Background Colorectal cancer is the third most common and second deadliest cancer globally, and with the incidence projected to increase, there is a need for new combination therapies. The heterogenous and poorly immunogenic tumor microenvironment of colorectal cancer poses unique challenges for individual immunotherapies. The combination of two immunotherapies, tumor-infiltrating lymphocytes (TILs) and oncolytic viruses, shows promise in overcoming these challenges and improving patient outcomes. While showing promise select solid cancers, TIL therapy has been limited due to the scarcity of lymphocytes within the tumor, especially those that are tumor specific. However, preliminary studies have shown that pre-administration of an oncolytic virus increases lymphocyte infiltration into the tumor, as well as the number of antitumor lymphocytes, that can be harvested for adoptive cell therapy.
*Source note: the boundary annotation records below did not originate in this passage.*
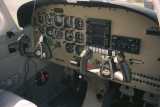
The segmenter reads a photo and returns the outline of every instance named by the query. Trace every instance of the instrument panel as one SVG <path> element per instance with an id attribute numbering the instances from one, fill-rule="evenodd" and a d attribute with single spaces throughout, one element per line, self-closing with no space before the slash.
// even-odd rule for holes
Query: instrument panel
<path id="1" fill-rule="evenodd" d="M 156 23 L 150 18 L 123 8 L 49 4 L 33 14 L 33 39 L 35 47 L 40 36 L 47 39 L 52 54 L 47 60 L 76 70 L 86 48 L 92 50 L 90 68 L 104 65 L 105 56 L 122 52 L 130 81 L 113 81 L 160 94 L 160 40 L 145 33 L 151 26 Z"/>

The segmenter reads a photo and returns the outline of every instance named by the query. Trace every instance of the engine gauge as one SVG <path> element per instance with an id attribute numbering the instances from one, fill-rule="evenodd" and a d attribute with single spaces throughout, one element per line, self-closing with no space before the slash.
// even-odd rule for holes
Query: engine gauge
<path id="1" fill-rule="evenodd" d="M 63 28 L 64 27 L 64 16 L 63 15 L 55 15 L 54 25 L 56 28 Z"/>
<path id="2" fill-rule="evenodd" d="M 74 34 L 72 30 L 68 30 L 65 32 L 65 40 L 67 41 L 73 41 L 74 40 Z"/>
<path id="3" fill-rule="evenodd" d="M 64 22 L 65 22 L 65 27 L 74 28 L 74 17 L 73 16 L 66 16 Z"/>
<path id="4" fill-rule="evenodd" d="M 52 37 L 53 39 L 55 38 L 55 34 L 54 34 L 54 27 L 50 26 L 46 28 L 46 35 L 49 37 Z"/>
<path id="5" fill-rule="evenodd" d="M 39 26 L 39 31 L 44 34 L 46 32 L 46 27 L 45 26 Z"/>
<path id="6" fill-rule="evenodd" d="M 75 18 L 75 28 L 78 30 L 83 30 L 84 28 L 84 21 L 81 18 Z"/>
<path id="7" fill-rule="evenodd" d="M 54 20 L 54 13 L 53 12 L 48 13 L 45 19 L 46 19 L 47 25 L 52 25 Z"/>
<path id="8" fill-rule="evenodd" d="M 68 53 L 73 53 L 74 52 L 74 44 L 73 43 L 66 43 L 65 48 L 66 48 L 66 51 Z"/>
<path id="9" fill-rule="evenodd" d="M 84 34 L 82 32 L 75 33 L 75 41 L 77 43 L 84 43 Z"/>
<path id="10" fill-rule="evenodd" d="M 81 52 L 83 51 L 83 49 L 84 49 L 84 45 L 76 45 L 76 47 L 75 47 L 76 54 L 80 55 Z"/>
<path id="11" fill-rule="evenodd" d="M 55 37 L 56 37 L 56 39 L 63 39 L 63 37 L 64 37 L 64 32 L 63 32 L 62 30 L 56 29 L 56 30 L 55 30 Z"/>

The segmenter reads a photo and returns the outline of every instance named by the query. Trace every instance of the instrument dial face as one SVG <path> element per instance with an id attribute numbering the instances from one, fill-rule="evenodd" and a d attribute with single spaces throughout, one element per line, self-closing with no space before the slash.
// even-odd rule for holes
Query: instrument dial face
<path id="1" fill-rule="evenodd" d="M 84 45 L 76 45 L 76 47 L 75 47 L 76 54 L 80 55 L 81 52 L 83 51 L 83 49 L 84 49 Z"/>
<path id="2" fill-rule="evenodd" d="M 66 43 L 65 48 L 68 53 L 74 53 L 74 44 L 73 43 Z"/>
<path id="3" fill-rule="evenodd" d="M 45 12 L 38 13 L 38 23 L 41 25 L 46 23 L 46 13 Z"/>
<path id="4" fill-rule="evenodd" d="M 56 36 L 56 39 L 63 39 L 64 31 L 56 29 L 55 30 L 55 36 Z"/>
<path id="5" fill-rule="evenodd" d="M 73 41 L 74 40 L 74 33 L 73 33 L 73 31 L 67 30 L 65 32 L 65 40 L 67 40 L 67 41 Z"/>
<path id="6" fill-rule="evenodd" d="M 55 29 L 53 26 L 47 27 L 46 28 L 46 35 L 49 37 L 52 37 L 54 39 L 55 38 L 54 31 L 55 31 Z"/>
<path id="7" fill-rule="evenodd" d="M 81 18 L 75 18 L 75 28 L 78 30 L 84 29 L 84 21 Z"/>
<path id="8" fill-rule="evenodd" d="M 54 25 L 56 28 L 63 28 L 64 27 L 64 16 L 63 15 L 55 15 Z"/>
<path id="9" fill-rule="evenodd" d="M 75 41 L 77 43 L 84 43 L 84 34 L 82 32 L 75 33 Z"/>
<path id="10" fill-rule="evenodd" d="M 65 21 L 65 27 L 74 28 L 74 17 L 73 16 L 66 16 L 64 21 Z"/>
<path id="11" fill-rule="evenodd" d="M 48 13 L 45 19 L 46 19 L 47 25 L 53 25 L 54 13 L 53 12 Z"/>

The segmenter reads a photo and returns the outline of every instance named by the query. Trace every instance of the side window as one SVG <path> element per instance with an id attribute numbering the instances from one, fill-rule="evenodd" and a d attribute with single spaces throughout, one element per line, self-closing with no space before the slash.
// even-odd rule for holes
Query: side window
<path id="1" fill-rule="evenodd" d="M 5 27 L 5 18 L 3 16 L 3 13 L 0 11 L 0 35 L 2 35 L 2 32 L 4 30 L 4 27 Z"/>

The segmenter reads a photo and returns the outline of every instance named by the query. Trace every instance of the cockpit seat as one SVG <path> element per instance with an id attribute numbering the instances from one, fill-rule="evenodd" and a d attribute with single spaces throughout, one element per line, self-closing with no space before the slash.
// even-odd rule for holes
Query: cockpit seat
<path id="1" fill-rule="evenodd" d="M 38 107 L 38 106 L 11 92 L 0 90 L 0 107 Z"/>

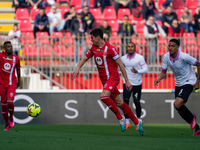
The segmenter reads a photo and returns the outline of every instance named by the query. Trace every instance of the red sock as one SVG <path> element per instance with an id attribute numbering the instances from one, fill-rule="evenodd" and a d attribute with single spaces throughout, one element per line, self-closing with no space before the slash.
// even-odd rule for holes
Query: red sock
<path id="1" fill-rule="evenodd" d="M 3 118 L 5 120 L 5 124 L 7 125 L 8 122 L 8 104 L 7 103 L 1 103 L 1 107 L 2 107 L 2 114 L 3 114 Z"/>
<path id="2" fill-rule="evenodd" d="M 7 100 L 7 103 L 8 103 L 8 111 L 10 113 L 10 119 L 13 119 L 13 114 L 14 114 L 13 100 Z"/>
<path id="3" fill-rule="evenodd" d="M 102 96 L 101 100 L 114 112 L 118 120 L 122 119 L 122 115 L 119 112 L 119 109 L 115 105 L 115 102 L 108 96 Z"/>
<path id="4" fill-rule="evenodd" d="M 129 117 L 131 118 L 131 120 L 133 121 L 133 123 L 135 125 L 137 125 L 139 123 L 137 117 L 133 114 L 131 108 L 126 104 L 123 103 L 120 108 L 122 109 L 122 111 Z"/>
Methods We have established a pipeline for harvesting, isolating, culturing, the characterization, and adoptive cell transfer of murine TILs. Using an MC38 colorectal tumor model in C57BL/6 mice, we determined the impact of oncolytic viruses on TILs that can be harvested for adoptive cell therapy. The number of TILs isolated per gram of tumors in combination with IHC were used to assess the impact of individual oncolytic viruses on TIL recruitment to the tumor. The relationship between oncolytic virus pre-administration and TIL composition was characterized using flow cytometry and immune assays. We evaluated the efficacy of the oncolytic virus-induced TILs compared to conventional TILs when adoptively transferred in a lung metastasis model in vivo.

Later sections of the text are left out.